Como falar da pandemia, como falar das pessoas, como falar deste momento?
Muito difícil, pois temos que falar de dentro e fora de nós. Penso que eu gostaria de ter crescido mais espiritualmente. Será que aprendi alguma coisa? Não sei — esse aprendizado é lento e difícil de medir.
Como eu e o Paulo começamos esta pandemia há um ano, e agora como estamos? O que mudou na nossa vida?
Na realidade, fazendo uma retrospectiva na nossa vida de antes, minha e do Paulo, ela continua quase a mesma, por incrível que pareça; o que mudou foram os nossos sentimentos e a maneira de olhar o mundo.
No ano mais recente, antes da pandemia, já morávamos aqui, em Genebra, há quase dez anos. E gostamos muito do nosso entorno, dos nossos amigos e da nossa vida. Acordamos tarde, Paulo mais do que eu. Mulher tem cabeleireiro, manicure e amigas. Então, de vez em quando, elas vêm almoçar aqui ou vamos a um restaurante. Tenho o grupo das amigas brasileiras, do terço e do trabalho.
Em toda a nossa vida, trabalhamos em casa — meu atelier é aqui. Só quando morávamos no hotel no sul da França, tive que levar os quadros para a natureza. Foi uma revolução no meu trabalho: a interferência da natureza neles. As mais recentes exposições foram na Bulgari, em St Moritz, e na Gallery Elle, em Zurich, nos meses de setembro e outubro. Agora, em abril, haveria uma também na Bulgari, mas eu cancelei; ficou proposta para setembro deste ano. Se tudo correr bem, até lá, eu faço.
O Paulo não está escrevendo nenhum livro.
Mas, voltando a um ano antes da pandemia: saímos para andar na natureza que aqui é praticamente dentro da cidade. À tarde, trabalhamos, e esse trabalho vai depender do que estivermos fazendo no momento. À noite, assistimos a filmes em casa. Temos uma TV enorme e comemos pipoca. Estamos na faixa etária de 70 anos. Viagem já não estávamos fazendo muitas; às vezes, algum compromisso de trabalho, um lugar novo para conhecer; de vez em quando, um jantar na casa de alguns amigos. Lemos sempre antes de dormir e dormimos muito tarde.

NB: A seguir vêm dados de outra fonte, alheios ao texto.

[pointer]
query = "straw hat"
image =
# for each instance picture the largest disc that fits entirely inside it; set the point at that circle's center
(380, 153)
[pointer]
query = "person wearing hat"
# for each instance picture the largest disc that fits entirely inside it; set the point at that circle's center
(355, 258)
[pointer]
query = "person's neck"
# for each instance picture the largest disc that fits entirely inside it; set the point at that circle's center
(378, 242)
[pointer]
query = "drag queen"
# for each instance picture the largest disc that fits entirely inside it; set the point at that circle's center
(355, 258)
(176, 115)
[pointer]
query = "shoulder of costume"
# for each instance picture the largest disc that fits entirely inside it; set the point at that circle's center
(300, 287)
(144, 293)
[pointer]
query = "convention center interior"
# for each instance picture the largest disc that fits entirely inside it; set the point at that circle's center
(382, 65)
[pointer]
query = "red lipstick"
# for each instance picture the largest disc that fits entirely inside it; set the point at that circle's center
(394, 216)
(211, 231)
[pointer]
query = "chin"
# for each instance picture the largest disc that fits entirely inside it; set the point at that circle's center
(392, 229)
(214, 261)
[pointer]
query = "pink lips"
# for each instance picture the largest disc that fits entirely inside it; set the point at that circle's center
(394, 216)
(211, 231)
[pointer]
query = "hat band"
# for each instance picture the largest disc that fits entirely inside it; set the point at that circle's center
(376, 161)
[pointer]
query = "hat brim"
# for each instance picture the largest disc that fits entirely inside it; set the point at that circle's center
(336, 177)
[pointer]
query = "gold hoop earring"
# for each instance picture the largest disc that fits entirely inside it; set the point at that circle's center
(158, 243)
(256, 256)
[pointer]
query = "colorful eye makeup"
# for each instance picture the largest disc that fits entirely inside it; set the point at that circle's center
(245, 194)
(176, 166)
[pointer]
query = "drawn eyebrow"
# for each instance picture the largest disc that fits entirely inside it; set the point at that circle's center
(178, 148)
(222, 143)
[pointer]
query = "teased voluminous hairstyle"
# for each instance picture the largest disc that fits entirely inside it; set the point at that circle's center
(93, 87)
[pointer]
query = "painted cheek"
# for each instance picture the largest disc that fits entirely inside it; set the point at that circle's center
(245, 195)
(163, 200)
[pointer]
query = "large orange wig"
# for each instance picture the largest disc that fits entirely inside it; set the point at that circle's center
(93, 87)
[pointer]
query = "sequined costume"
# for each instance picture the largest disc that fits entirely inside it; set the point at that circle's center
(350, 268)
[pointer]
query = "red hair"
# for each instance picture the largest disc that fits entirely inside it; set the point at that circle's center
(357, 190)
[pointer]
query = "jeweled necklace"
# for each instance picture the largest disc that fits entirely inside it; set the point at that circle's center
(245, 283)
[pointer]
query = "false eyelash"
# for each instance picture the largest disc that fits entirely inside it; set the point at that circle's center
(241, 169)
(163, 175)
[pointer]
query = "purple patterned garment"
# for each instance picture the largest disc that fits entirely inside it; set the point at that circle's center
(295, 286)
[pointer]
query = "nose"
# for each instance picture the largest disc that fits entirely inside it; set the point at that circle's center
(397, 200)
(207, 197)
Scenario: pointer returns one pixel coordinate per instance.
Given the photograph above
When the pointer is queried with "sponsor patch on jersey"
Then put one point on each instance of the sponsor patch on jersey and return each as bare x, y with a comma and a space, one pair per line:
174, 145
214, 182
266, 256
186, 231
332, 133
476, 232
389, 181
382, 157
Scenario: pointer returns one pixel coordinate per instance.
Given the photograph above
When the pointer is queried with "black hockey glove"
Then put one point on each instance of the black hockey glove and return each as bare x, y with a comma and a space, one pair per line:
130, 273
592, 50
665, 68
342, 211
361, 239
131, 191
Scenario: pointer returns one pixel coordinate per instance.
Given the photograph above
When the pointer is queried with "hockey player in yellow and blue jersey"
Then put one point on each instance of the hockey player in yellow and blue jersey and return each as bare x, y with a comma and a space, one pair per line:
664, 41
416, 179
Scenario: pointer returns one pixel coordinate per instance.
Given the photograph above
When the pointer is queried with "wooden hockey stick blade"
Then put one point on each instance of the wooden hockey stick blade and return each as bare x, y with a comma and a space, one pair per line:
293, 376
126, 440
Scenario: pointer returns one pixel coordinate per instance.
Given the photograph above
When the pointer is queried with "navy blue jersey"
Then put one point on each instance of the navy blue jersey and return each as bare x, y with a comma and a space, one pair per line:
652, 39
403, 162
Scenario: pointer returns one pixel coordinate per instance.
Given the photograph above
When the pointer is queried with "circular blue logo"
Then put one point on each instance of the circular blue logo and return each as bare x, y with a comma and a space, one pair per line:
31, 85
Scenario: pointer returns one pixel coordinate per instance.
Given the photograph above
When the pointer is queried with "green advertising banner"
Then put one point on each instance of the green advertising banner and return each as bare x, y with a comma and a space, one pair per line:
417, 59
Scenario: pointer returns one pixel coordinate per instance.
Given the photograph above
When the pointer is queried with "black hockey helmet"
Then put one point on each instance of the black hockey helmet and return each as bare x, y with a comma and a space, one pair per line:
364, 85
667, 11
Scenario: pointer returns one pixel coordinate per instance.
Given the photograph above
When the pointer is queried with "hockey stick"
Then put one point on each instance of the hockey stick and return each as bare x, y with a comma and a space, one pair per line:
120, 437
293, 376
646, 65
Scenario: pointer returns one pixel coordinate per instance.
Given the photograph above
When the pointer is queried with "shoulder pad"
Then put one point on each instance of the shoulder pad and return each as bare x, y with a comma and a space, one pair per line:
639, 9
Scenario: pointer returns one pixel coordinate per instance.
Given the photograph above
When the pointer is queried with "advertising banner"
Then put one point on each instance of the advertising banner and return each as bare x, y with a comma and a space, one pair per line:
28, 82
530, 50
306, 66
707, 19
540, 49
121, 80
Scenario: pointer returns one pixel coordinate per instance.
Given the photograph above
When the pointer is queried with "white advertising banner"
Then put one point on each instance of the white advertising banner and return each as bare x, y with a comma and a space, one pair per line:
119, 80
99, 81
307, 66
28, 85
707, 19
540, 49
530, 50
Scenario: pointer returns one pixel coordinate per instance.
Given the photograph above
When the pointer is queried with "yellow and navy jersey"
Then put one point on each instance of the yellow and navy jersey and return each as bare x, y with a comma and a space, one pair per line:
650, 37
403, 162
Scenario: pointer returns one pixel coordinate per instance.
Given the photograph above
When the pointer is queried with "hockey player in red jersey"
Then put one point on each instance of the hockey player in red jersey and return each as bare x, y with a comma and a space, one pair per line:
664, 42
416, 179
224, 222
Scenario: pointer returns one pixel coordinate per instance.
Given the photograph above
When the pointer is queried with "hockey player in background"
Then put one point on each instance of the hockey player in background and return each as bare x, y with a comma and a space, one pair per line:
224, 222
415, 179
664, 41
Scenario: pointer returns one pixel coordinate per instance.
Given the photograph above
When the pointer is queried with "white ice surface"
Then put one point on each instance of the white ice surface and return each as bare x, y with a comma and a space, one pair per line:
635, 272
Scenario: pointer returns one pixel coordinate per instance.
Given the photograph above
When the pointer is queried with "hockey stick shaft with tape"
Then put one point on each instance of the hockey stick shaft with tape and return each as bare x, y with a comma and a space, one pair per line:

Outro dia, eu vi a mulher (Alexandra Martins) do Antônio Fagundes, cortando o cabelo dele, e pensei: eu já faço isso há anos, com o meu marido.
Essa é a nossa rotina, que, de vez em quando, é alterada, mas isso já tem anos — não é somente um ano antes da pandemia.
Continuamos trabalhando, andando na natureza, dormindo e acordando tarde, vendo nossos filmes.
Eu, particularmente, deixei de ir ao cabeleireiro, de almoçar com as amigas. Sinto muita falta e muitas saudades. No início, falávamos mais pelo telefone; agora, muito pouco. E sempre que tento marcar de nos vermos, vem uma pontinha de medo.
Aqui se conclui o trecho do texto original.